Pogoda zrobiła się w ostatnich dniach znośna, co umożliwiło organizowanie np. rozmaitych rowerowych przedsięwzięć.
Swojego „Odlotowego Bibliotekarza” mieli w miniony weekend ci miłośnicy czytania, którzy niekiedy robią sobie przerwę na przejażdżki. W podobnym terminie grupka około dwudziestu pracowników Szkoły Podstawowej z OI nr 2 w Szczytnie dołączyła do VI Ogólnopolskiego Biegu Belfrów. Wbrew nazwie można było także spacerować (na odpowiednio długiej trasie) lub jechać rowerem. Szczytnianie z „Dwójki” wybrali ostatni z tych wariantów, choć akurat pilot grupy postanowił dystans około 20 kilometrów pokonać, biegnąc.
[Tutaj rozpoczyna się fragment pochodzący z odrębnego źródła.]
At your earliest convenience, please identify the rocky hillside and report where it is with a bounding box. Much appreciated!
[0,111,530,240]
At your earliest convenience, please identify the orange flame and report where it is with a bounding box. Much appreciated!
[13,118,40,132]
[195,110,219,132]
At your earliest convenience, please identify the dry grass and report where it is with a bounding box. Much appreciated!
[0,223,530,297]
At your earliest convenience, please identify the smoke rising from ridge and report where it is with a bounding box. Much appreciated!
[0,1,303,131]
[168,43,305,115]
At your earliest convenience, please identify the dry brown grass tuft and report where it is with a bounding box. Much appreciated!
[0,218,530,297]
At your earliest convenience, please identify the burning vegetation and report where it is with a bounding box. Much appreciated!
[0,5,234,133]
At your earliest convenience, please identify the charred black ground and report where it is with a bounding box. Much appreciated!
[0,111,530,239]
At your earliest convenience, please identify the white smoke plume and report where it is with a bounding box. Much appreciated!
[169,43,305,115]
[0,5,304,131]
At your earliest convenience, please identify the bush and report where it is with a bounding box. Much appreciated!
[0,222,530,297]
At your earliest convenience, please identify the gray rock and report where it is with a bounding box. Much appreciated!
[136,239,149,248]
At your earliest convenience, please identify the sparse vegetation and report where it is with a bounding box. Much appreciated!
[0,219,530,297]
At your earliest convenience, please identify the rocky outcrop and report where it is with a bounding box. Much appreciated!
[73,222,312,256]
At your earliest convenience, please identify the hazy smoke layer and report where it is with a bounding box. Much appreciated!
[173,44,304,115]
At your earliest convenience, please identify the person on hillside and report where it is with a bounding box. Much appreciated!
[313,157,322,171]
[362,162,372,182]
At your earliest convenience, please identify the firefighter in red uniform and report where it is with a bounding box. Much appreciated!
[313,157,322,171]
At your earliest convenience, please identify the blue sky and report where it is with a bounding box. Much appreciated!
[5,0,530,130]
Trasa prowadziła spod szkoły przez mostek na Strudze, okolice Witówka, Sędańsk, Janowo z powrotem Szczytna. By nie wprowadzać zamieszania na bardziej uczęszczanych drogach, wiodła ona głównie leśnymi duktami (fot. 1), a uczestnicy zapuszczali się niejednokrotnie w rejony dzikie, rzadko uczęszczane. Rzecz jasna w ciekawszych miejscach (fot. 2, 3.) znalazł się czas na krótkie postoje.
Najważniejszym celem przedsięwzięcia, w którym uczestniczą pracownicy szkół nie tylko z Polski, było włączenie się w pomoc dla dziecka zmagającego się z poważną chorobą. W tym roku wybór padł na 8-letnią Łucję, walczącą z zespołem CHARGE związanym m.in. z problemami z sercem, równowagą, słuchem i wzrokiem. Cały zysk z opłat startowych i zakupu koszulek startowych ma być przeznaczony na pomoc dla dziewczynki. Inicjator włączenia się do biegu, Robert Jaworski, uczestniczy także w rywalizacji indywidualnej. W maju pokonał na rowerze ponad 1000 km, co daje mu miejsce ścisłej czołówce.